El lento crecimiento orgánico pone en entredicho el objetivo declarado del reino de alcanzar los 2 billones de dólares en activos para 2030, una piedra angular del plan Visión 2030 del príncipe heredero Mohammed bin Salman para diversificar la economía más allá del petróleo.
El rendimiento del fondo queda muy por detrás de los referentes mundiales. El S&P 500 ganó un 86% entre 2022 y 2025, mientras que muchos fondos soberanos competidores registraron rendimientos mucho más sólidos. Las apuestas de alto perfil del PIF han tenido un rendimiento inferior en gran medida: su compromiso de 45.000 millones de dólares con el SoftBank Vision Fund, un vehículo de inversión en startups, ha quedado rezagado respecto al Nasdaq de forma significativa.

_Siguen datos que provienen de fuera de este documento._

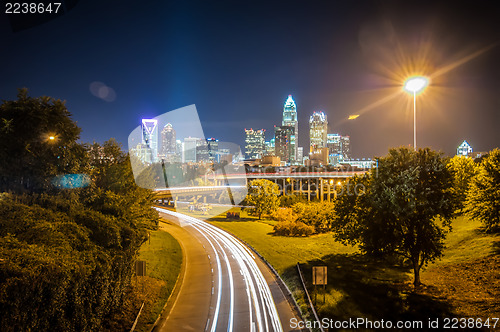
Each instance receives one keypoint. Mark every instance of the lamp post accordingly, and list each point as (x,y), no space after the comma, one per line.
(414,85)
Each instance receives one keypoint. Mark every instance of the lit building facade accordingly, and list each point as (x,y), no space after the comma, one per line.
(168,143)
(318,129)
(283,146)
(464,149)
(254,143)
(150,139)
(339,148)
(290,120)
(270,147)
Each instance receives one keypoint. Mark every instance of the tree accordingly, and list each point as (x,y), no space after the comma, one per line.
(405,209)
(463,170)
(263,195)
(37,142)
(483,197)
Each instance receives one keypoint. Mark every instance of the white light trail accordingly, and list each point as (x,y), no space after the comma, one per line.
(262,308)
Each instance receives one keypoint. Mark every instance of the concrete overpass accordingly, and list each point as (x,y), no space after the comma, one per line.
(323,185)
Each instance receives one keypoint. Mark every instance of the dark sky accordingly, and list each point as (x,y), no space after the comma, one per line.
(238,60)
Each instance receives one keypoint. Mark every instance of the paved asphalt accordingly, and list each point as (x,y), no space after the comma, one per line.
(224,286)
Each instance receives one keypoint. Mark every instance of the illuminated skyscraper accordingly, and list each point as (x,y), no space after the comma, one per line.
(338,148)
(283,147)
(318,127)
(168,145)
(254,143)
(464,149)
(150,137)
(290,120)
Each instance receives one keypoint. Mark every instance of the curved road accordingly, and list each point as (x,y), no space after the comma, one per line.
(224,286)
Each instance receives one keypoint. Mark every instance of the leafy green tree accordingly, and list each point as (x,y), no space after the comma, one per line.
(483,197)
(463,170)
(288,225)
(37,142)
(263,195)
(406,208)
(316,214)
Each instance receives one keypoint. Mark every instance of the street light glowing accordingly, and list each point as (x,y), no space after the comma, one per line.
(416,84)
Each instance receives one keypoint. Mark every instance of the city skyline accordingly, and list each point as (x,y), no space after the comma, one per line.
(119,65)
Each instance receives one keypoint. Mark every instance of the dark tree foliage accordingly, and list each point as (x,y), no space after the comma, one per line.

Algunas de las pérdidas más dolorosas del fondo provinieron de megaproyectos nacionales. Neom, la planeada ciudad futurista destinada a albergar a 9 millones de personas, fue abandonada en gran medida a principios de este año, dejando 75 millas de zanja donde debían construirse una línea ferroviaria y un par de rascacielos de 1.600 pies de altura. El fondo también canceló LIV Golf esta primavera después de invertir miles de millones en el fallido intento de desafiar al PGA Tour.
Las amortizaciones se acumulan mientras el PIF reorienta su estrategia
Los 12.400 millones de dólares en amortizaciones para 2025 y los 17.000 millones de dólares para 2024 reflejan la magnitud de los proyectos fallidos. A principios de este año, el fondo anunció una reorientación estratégica, retirándose de muchos proyectos gigantes que resultaron inasequibles y centrándose en la inteligencia artificial y el turismo nacional.
El PIF reportó 17.000 millones de dólares en ganancias para 2025 y posee más de 90.000 millones de dólares en efectivo, lo que describió como "un poder de fuego significativo" para su estrategia de inversión. El gobernador del fondo, Yasir Al-Rumayyan, declaró en septiembre que el fondo seguía en camino de alcanzar los 2 billones de dólares en activos para 2030, añadiendo que "existe una buena posibilidad de que lleguemos a los 3 billones de dólares".
Las finanzas gubernamentales enfrentan una presión adicional
Las dificultades del fondo se producen en un momento en que Arabia Saudita enfrenta déficits presupuestarios crecientes y crecientes presiones fiscales. Se espera que el reino enfrente grandes facturas por gastos de defensa y proyectos de infraestructura que podrían ayudar a proteger al país de futuros shocks económicos. Young afirmó que el PIF probablemente necesitará centrarse en generar más rendimientos y podría necesitar vender o cotizar públicamente algunas de las empresas de su cartera.
No todas las apuestas del PIF han decepcionado. Muchos de sus proyectos de desarrollo en Riad son populares y se expanden rápidamente, mientras que las inversiones en minería y banca han mostrado un fuerte crecimiento de ingresos. Pero la dependencia general de la cartera del capital gubernamental, en lugar de los rendimientos orgánicos de la inversión, plantea interrogantes sobre si el fondo puede alcanzar sus ambiciosos objetivos sin un apoyo estatal continuado.
Este artículo es solo para fines informativos y no constituye asesoramiento de inversión.